Повести о ростовщике Торквемаде | страница 50
— Мужайтесь, друг мой, мужайтесь. Сильные духом познаются в беде. Вспомните великого мудреца, что на заре человеческой истории погиб, распятый на кресте…
— К черту вашу зарю и ваше человечество! Убирайтесь прочь, клоп вонючий! Вы самый назойливый, нудный и несносный человек на свете! Вечно вы меня пичкаете всякой белибердой, когда у меня душа болит.
— Успокойтесь, друг мой. Человек бессилен против установлений Природы, Человечества, Великого Целого. Человек! Да ведь это муравей… что муравей — блоха! И даже того меньше!
— Этот голубок… даже меньше, этот… ах, проклятье! — с дьявольским сарказмом передразнил расстригу Торквемада, занося над ним сжатый кулак. — Я размозжу тебе череп, если ты не замолчишь… Плевать я хотел на великое целое, великое частное и всех вшивых, которые это придумали!

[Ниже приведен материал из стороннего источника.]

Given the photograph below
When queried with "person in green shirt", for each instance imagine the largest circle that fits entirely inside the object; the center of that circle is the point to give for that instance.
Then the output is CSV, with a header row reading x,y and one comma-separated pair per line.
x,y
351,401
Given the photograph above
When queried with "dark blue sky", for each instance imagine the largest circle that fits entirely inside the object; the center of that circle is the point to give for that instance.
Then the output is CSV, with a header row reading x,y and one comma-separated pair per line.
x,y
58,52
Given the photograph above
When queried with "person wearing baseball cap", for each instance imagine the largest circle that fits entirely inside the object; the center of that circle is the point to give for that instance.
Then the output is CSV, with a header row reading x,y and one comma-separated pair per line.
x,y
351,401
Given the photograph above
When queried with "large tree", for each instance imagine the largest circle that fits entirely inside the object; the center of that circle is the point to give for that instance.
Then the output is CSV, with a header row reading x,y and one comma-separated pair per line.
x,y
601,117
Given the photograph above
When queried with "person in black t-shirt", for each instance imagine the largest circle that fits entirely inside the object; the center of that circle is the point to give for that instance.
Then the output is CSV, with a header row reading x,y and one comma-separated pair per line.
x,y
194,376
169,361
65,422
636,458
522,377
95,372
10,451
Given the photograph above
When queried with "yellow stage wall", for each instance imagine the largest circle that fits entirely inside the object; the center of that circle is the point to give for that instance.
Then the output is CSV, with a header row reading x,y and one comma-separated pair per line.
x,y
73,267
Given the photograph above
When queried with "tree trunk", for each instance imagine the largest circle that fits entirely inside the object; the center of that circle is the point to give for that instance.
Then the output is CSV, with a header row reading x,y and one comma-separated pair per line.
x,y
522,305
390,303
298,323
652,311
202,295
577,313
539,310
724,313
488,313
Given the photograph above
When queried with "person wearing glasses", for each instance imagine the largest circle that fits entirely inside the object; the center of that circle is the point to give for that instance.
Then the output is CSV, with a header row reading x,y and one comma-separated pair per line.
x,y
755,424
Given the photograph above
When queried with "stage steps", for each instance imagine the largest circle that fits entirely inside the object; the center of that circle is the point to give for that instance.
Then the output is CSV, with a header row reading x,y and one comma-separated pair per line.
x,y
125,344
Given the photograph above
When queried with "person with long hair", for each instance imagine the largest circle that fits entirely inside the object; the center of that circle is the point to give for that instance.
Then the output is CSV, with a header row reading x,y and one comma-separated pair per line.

Оставь меня в покос, или, клянусь проклятой душой твоей матери…
В это время снова вошла Руфина; две подруги поддерживали несчастную под руки, уводя прочь от тягостного зрелища. Бедная девушка не могла больше сдерживаться — стеная, упала она на колени и, видя, что отец готов сцепиться с Байлоном, сказала:
— Папа, ради бога, не будь таким. Смирись… Смирись, как смирилась я, — видишь? Бедняжка… Когда я подошла к нему… ах! На мгновенье сознание вернулось к нему, и он сказал звонким голоском: «Я вижу ангелов… Они зовут меня к себе…»
— Сын мой, душа моя, жизнь моя! — не своим голосом завопил Торквемада, теряя рассудок. — Не уходи, не слушай ты этих ангелов. Ведь они мошенники, они хотят обмануть тебя… Останься с нами…
С этими словами он рухнул на пол и забился в корчах. Даже богатырь Байлон не мог справиться с ним: судороги сотрясали тело ростовщика, изо рта, сведенного болезненной гримасой, брызгала пена и раздавалось свирепое рычанье; катаясь по полу, безумец до крови раздирал себе ногтями шею и грудь… Зрелище поистине устрашающее!
Байлон и мясник держали Торквемаду, а фотограф и Кеведо утешали сраженную горем, но не потерявшую самообладания Руфину. Дом наполнился соседями и друзьями, пришедшими, как принято, выразить соболезнование и предложить свои услуги. Когда припадок дона Франсиско, наконец, прошел, он впал в забытье. Друзья перенесли его в постель, и он уснул тяжелым, мертвым сном. По совету Кеведито тетушка Рома принялась растирать больного щеткой, словно желая отполировать его до блеска.
Валентин уже скончался. Сестра должна была волей-неволей вернуться к его ложу. Она покрыла поцелуями лицо усопшего, потом, овладев собой, приготовилась с помощью подруг отдать последний долг бедному мальчику. Руфина держалась мужественно, куда более мужественно, чем отец. Очнувшись от страшного обморока и осознав крушение своих надежд, Торквемада совсем обессилел и пал духом. Он то беззвучно рыдал, то вздыхал так, что слышно было по всему дому. Через некоторое время, изнемогая от слабости, он попросил чашку кофе и кусочек поджаренного хлеба, — утрата надежды повлекла за собой нервное оцепенение, а оно в свою очередь вызвало необходимость восстановить утраченные силы. В полночь ему подали для подкрепления напиток из хереса пополам с мясным бульоном и яичным желтком, приготовленный сестрой фотографа и женой мясника.